Teatro

Morreu Jacinto Ramos

O actor e encenador Jacinto Ramos morreu esta quarta-feira, em Lisboa, aos 87 anos e com mais de 60 anos de uma carreira notabilizada no Teatro, Televisão e Cinema.

Com mais de 60 anos de uma carreira multifacetada, que passou pelo Teatro, Cinema e Televisão, Jacinto Ramos faleceu esta quinta-feira de madrugada, aos 87 anos.

Segundo Manuel João Ramos, filho do actor citado pela agencia Lusa, Jacinto Ramos morreu na Casa do Artista, em Lisboa, onde residia, depois de no domingo ter sofrido uma queda que lhe provocou um hematoma que terá tido «repercussões no cérebro».

Há alguns anos afastado do público e dos palcos, o actor, encenador e cenógrafo estreou-se no teatro na Sociedade Guilherme Cossoul, onde, em 1945, juntamente com José Viana, fundou o Grupo de Teatro da Guilherme Cossoul.

Na mesma década, forma com José Viana, Maria Barroso, Carlos Wallenstein e o maestro Lopes Graça um grupo artístico que percorre os arredores de Lisboa, com espectáculos de teatro, poesia e música, que visavam, como muitas vezes afirmava, «agitar politicamente as pessoas».

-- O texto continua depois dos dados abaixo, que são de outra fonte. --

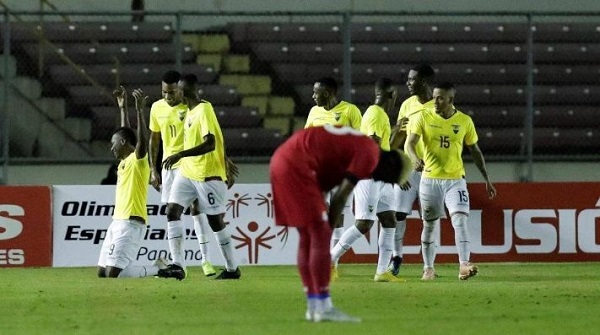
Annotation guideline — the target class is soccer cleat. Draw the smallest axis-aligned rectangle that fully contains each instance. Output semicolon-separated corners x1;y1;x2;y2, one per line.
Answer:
458;263;479;280
202;261;217;277
329;265;340;281
373;271;406;283
215;268;242;280
388;256;402;276
304;309;315;321
313;307;361;323
152;257;169;270
421;268;437;280
158;264;186;280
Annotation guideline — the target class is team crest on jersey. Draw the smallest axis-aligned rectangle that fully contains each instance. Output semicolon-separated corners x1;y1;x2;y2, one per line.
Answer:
452;124;460;134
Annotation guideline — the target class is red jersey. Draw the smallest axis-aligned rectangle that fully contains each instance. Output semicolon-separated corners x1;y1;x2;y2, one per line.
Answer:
275;125;379;191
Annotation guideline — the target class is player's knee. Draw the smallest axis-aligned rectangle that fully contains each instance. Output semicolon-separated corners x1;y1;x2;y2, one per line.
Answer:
167;203;183;221
356;220;373;234
396;212;408;221
451;212;468;229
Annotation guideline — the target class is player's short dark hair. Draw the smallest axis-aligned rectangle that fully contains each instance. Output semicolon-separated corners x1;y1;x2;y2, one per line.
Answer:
113;127;137;146
433;81;456;91
375;77;394;92
411;64;435;82
315;77;338;94
162;70;181;85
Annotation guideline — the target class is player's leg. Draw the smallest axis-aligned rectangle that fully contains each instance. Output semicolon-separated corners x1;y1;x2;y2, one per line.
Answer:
419;178;444;280
190;199;217;277
331;179;379;272
445;179;478;280
373;181;404;282
194;180;241;279
306;220;360;322
167;172;196;279
326;188;344;250
98;222;113;278
106;220;160;278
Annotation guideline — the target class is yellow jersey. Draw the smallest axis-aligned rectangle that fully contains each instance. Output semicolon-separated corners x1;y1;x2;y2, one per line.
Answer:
179;100;226;181
113;152;150;223
410;109;478;179
398;95;435;159
360;105;392;151
148;99;188;168
304;101;362;130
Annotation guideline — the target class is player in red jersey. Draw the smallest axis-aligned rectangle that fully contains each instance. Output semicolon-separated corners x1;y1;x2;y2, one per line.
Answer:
270;125;412;322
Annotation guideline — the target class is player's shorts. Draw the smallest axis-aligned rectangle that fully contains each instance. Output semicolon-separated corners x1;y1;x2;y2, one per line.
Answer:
394;171;421;214
169;172;227;215
269;152;329;227
98;220;147;269
354;179;396;221
325;186;352;215
419;177;470;221
160;169;177;203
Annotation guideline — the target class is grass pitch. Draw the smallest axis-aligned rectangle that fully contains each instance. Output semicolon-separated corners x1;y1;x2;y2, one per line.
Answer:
0;263;600;335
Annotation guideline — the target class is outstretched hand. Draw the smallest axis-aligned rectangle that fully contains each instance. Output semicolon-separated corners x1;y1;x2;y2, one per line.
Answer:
113;85;127;108
132;86;148;111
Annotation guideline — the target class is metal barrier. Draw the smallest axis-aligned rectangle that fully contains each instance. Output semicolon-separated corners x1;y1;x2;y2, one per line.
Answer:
0;8;600;181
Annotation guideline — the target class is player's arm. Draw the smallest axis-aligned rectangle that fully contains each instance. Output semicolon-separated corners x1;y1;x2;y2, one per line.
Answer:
148;131;161;191
406;133;425;171
132;88;148;159
328;176;358;225
113;85;131;127
163;133;216;169
467;143;497;199
390;117;408;150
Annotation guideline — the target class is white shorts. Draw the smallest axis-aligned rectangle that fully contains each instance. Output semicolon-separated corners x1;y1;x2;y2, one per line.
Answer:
98;220;147;269
168;173;227;215
160;169;177;203
419;177;470;221
354;179;396;221
394;171;421;214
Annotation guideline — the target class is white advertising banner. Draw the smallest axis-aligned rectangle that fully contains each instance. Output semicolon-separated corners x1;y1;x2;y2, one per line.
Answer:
52;184;308;267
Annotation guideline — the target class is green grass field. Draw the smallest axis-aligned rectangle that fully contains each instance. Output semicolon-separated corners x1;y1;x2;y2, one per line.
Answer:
0;263;600;335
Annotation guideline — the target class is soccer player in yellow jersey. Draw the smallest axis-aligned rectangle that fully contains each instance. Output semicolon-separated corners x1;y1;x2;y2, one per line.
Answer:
149;71;216;276
98;86;166;278
304;77;362;253
331;78;402;282
163;74;241;280
407;83;496;280
388;64;435;276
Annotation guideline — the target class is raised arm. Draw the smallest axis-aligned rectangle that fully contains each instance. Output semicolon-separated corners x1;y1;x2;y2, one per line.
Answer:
148;131;161;191
132;88;148;159
163;133;216;170
467;143;497;199
113;85;131;127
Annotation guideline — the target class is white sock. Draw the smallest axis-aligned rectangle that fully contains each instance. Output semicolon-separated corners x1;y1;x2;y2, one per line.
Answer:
377;227;396;274
452;213;471;264
214;227;237;271
167;220;185;269
392;220;406;257
331;226;363;265
192;214;208;262
421;220;438;268
329;227;344;250
118;265;158;278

Em 1950, a convite de Amélia Rey Colaço, ingressa na companhia Rey Colaço/Robles Monteiro e estreia-se no Teatro Nacional D. Maria II, como protagonista na peça «Curva Perigosa».

«Sonho de uma Noite de Verão» de Shakespeare, «Casaco de Fogo» de Romeu Correia, «Menina Júlia» de Strindberg, e «Os Maias», de Eça de Queiroz, foram algumas das peças que protagonizou naquele teatro nacional.

O Teatro seria, assumidamente, a sua grande paixão e à qual dedicou grande parte da sua carreira.

Com especial atenção para o teatro amador, Jacinto Ramos criou e dirigiu vários grupos, como o CITAC de Coimbra e o da Faculdade de Direito de Lisboa, o Teatro d'Hoje, Teatro de Novos para Novos e o Teatro Experimental de Lisboa.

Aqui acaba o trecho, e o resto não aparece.